La réputation, peur majeure pour les entreprises

76 % des entreprises estiment que leur réputation est au-dessus de la moyenne. Si un tel chiffre se confirmait dans les faits, les lois des mathématiques en seraient bouleversées. Il montre donc un large optimisme de la part des entreprises qui ont tendance à surestimer leur réputation. Obtenu après une large enquête auprès de 300 décideurs partout dans le monde, le chiffre est un des plus marquant de l’étude réalisée par le cabinet Deloitte avec Forbes Insight. Le but a été de savoir comment le problème de la réputation était perçu par les entreprises et comment il pouvait influer sur les décisions.

Un risque majeur

Même s’ils sont optimistes sur leur propre réputation, les décideurs interrogés ne sont pas pour autant aveugles sur les risques. 87 % d’entre eux pensent que le risque lié à la réputation est plus important que les autres. Autrement dit, ils sont plus que conscients de ce qui est en jeu lorsque l’on parle de réputation. Selon une autre étude du Forum économique mondial, plus d’un quart de la valeur d’une entreprise dépendrait de cette réputation. L’enquête de Deloitte va plus loin en affirmant qu’une crise de réputation peut mettre en péril une entreprise. Ainsi selon Enrique Alanis, responsable des risques chez CEMEX et cité par l’enquête : “Les nouvelles vont très vite.

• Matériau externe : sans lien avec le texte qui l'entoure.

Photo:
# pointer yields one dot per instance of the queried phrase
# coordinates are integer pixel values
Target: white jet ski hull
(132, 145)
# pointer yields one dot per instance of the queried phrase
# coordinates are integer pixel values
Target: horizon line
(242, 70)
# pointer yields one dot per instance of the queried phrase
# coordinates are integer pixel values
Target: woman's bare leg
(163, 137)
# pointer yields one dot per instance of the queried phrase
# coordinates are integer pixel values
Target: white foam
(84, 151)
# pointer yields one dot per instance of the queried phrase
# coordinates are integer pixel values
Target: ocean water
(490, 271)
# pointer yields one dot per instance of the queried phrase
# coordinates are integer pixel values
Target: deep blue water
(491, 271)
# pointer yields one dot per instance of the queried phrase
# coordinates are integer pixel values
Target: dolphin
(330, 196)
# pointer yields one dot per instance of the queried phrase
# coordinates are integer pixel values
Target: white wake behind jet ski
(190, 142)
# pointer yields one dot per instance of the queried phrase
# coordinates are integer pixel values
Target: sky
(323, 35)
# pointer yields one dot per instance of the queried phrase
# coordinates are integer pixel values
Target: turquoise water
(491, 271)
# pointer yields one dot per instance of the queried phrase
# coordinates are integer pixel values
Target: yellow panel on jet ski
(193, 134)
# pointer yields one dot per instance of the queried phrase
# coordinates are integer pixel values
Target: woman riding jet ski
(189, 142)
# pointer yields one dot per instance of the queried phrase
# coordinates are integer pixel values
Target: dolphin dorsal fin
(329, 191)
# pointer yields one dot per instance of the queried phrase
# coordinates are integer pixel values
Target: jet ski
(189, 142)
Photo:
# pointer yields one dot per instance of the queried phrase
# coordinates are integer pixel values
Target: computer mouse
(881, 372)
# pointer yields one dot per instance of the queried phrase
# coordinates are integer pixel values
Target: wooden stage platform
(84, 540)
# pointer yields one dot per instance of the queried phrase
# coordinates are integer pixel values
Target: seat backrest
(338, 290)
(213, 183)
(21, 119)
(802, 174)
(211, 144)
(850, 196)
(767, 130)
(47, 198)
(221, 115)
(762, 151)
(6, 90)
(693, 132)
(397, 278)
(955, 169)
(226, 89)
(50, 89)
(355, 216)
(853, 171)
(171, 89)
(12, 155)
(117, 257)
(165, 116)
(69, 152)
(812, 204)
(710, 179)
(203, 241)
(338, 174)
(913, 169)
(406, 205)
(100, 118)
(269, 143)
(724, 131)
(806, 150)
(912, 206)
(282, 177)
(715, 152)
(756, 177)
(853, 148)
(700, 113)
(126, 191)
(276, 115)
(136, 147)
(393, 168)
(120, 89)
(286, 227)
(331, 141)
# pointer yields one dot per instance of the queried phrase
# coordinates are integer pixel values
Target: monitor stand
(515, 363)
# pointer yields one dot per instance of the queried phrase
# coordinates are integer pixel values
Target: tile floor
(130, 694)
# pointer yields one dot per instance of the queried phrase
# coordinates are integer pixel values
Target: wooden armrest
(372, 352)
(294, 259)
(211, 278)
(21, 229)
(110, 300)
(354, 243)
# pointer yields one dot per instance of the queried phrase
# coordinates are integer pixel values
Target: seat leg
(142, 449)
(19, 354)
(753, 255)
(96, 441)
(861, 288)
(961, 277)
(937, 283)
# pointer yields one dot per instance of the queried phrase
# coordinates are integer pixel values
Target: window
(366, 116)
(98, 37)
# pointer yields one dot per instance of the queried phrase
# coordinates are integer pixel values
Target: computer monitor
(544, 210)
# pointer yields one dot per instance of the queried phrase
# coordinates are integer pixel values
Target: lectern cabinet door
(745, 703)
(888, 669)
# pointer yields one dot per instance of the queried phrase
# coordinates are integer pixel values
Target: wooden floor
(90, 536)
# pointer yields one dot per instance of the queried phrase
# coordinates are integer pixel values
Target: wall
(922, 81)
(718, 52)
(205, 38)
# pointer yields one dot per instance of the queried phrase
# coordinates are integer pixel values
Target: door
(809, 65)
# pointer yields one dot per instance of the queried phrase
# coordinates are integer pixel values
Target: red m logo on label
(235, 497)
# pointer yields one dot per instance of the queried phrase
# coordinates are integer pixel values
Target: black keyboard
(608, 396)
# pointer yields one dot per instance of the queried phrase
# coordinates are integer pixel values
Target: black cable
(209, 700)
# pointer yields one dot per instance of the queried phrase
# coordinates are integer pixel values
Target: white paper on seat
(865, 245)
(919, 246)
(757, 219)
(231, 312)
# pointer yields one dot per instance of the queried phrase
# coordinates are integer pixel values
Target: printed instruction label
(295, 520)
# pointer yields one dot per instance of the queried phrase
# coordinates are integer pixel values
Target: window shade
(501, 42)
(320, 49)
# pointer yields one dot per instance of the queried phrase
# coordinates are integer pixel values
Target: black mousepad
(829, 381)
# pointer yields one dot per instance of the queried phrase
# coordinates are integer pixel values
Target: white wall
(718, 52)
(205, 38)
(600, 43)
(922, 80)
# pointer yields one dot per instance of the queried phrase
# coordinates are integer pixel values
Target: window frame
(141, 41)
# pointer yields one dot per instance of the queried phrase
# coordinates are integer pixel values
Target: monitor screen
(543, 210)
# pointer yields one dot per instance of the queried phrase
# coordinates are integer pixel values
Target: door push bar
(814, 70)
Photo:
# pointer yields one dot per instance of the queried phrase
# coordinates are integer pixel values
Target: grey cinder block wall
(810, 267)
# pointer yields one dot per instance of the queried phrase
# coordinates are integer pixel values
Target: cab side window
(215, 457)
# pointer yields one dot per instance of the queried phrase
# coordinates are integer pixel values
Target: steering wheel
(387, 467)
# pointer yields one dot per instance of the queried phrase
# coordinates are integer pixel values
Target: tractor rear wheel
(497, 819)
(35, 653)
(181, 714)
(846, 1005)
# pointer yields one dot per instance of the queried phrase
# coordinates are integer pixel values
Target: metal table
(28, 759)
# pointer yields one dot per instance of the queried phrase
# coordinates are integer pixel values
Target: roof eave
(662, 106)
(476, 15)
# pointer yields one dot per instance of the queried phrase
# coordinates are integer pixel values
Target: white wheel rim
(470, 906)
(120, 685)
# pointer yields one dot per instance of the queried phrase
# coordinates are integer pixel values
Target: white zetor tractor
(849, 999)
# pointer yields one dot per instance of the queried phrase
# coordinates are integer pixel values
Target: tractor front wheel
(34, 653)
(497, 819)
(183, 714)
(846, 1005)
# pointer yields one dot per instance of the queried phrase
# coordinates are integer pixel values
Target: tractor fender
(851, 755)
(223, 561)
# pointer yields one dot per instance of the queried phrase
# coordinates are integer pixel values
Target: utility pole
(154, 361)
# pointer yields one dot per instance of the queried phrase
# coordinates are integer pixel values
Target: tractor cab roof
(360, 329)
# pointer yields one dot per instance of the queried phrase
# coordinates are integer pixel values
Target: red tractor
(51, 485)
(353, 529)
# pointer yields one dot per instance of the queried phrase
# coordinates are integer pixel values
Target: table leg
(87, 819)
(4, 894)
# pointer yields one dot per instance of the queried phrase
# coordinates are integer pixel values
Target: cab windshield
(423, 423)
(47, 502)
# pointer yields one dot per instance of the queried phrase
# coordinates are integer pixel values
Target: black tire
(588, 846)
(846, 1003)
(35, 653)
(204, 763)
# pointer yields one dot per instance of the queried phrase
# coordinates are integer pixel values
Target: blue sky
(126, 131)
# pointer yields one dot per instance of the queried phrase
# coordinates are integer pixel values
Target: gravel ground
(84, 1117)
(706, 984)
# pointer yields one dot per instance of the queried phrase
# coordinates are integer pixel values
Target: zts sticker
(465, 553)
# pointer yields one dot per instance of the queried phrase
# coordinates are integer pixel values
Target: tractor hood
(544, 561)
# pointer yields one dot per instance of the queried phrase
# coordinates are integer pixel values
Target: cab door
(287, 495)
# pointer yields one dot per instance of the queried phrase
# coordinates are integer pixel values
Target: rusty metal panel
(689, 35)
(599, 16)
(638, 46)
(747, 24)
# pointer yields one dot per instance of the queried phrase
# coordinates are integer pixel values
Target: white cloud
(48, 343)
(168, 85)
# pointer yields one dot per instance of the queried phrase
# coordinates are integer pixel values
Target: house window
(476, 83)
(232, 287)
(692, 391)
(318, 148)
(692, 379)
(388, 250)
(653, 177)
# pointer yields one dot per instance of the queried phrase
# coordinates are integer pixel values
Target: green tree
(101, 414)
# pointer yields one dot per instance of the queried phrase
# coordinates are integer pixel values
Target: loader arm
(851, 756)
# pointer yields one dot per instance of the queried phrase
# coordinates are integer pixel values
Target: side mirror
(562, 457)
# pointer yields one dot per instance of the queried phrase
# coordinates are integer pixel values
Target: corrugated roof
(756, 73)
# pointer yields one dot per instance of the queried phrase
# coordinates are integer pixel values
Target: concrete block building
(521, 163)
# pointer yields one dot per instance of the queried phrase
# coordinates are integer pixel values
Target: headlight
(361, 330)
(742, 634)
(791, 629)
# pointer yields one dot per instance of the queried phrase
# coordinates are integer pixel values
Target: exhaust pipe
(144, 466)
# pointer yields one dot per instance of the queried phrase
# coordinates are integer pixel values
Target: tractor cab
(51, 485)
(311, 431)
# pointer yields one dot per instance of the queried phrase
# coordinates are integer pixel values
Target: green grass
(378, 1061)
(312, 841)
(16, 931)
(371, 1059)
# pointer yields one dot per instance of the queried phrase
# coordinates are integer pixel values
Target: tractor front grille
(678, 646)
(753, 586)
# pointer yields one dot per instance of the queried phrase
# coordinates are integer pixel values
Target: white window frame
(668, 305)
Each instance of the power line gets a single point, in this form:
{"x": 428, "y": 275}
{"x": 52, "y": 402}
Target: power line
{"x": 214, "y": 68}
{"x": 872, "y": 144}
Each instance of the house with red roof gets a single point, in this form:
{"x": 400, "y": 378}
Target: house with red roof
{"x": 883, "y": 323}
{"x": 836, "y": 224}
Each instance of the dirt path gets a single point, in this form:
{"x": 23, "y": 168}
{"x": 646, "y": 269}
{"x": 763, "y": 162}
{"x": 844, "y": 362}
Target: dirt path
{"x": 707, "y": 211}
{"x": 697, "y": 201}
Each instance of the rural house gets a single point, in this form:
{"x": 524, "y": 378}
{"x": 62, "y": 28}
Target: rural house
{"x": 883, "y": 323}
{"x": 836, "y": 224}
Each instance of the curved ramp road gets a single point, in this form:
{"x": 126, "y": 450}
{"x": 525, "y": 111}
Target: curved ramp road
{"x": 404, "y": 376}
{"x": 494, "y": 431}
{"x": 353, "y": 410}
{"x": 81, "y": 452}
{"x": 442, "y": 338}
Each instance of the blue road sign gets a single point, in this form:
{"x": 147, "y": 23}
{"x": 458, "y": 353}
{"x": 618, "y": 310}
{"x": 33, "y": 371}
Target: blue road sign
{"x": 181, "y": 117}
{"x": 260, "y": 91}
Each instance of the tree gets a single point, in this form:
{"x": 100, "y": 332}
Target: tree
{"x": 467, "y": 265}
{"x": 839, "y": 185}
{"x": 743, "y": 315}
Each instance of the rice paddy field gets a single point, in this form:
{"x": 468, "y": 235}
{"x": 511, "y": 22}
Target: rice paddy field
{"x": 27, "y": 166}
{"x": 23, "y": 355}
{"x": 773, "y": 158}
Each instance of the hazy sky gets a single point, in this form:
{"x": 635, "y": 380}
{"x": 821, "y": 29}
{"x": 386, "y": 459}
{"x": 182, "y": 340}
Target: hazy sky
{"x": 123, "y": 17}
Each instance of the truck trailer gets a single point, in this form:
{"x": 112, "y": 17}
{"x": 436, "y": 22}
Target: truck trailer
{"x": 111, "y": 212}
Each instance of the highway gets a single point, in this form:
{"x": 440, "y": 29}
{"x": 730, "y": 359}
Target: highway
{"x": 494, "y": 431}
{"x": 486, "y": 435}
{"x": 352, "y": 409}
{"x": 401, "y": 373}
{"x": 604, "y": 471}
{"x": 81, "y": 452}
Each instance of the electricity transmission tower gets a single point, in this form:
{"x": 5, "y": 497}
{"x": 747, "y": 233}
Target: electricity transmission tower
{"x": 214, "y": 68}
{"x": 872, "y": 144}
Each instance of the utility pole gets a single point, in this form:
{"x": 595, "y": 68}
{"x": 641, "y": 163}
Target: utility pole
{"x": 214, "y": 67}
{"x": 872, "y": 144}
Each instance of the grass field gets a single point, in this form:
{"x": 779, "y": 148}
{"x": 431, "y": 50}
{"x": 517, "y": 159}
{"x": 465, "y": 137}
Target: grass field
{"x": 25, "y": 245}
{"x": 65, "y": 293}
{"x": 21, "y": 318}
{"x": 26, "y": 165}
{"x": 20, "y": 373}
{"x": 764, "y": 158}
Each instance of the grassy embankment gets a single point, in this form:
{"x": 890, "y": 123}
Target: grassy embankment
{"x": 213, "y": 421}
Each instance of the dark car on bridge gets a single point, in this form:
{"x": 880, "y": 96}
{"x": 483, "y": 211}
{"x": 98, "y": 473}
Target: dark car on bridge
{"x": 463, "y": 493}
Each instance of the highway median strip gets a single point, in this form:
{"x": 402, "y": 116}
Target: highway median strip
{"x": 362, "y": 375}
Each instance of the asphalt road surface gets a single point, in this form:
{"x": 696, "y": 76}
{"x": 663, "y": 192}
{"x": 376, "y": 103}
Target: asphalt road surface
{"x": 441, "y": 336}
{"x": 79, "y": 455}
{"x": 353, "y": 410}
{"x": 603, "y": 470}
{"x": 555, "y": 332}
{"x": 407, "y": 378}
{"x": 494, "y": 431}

Une mauvaise critique publiée au Nicaragua atteindra rapidement les États-Unis, le Mexique mais aussi l’Europe.” Cette rapidité dans la propagation de l’information accentue ainsi les risques.

Les risques demeurent malgré les mesures

Conséquence de cette prise en compte importante : les entreprises prennent des mesures pour éviter tout soucis de réputation. Plus de la moitié (58 %) investissent dans l’information et la veille afin d’être alertés du moindre problème, explique l’étude. Reste que si elles tentent de maîtriser les risques de réputation liées à la réglementation ou à des fautes personnelles, les entreprises s’avouent plutôt désarmées lorsqu’il s’agit de risques plus indirects. Sont ainsi appréhendées les fautes des sous-traitants, les attaques de la concurrence ou les dangers naturels. Toute sortes de risques que l’entreprise peut plus difficilement anticiper. C’est la raison pour laquelle des solutions tentent de percer comme la détection de la réputation sur les réseaux sociaux alors que la réputation en ligne serait encore négligée.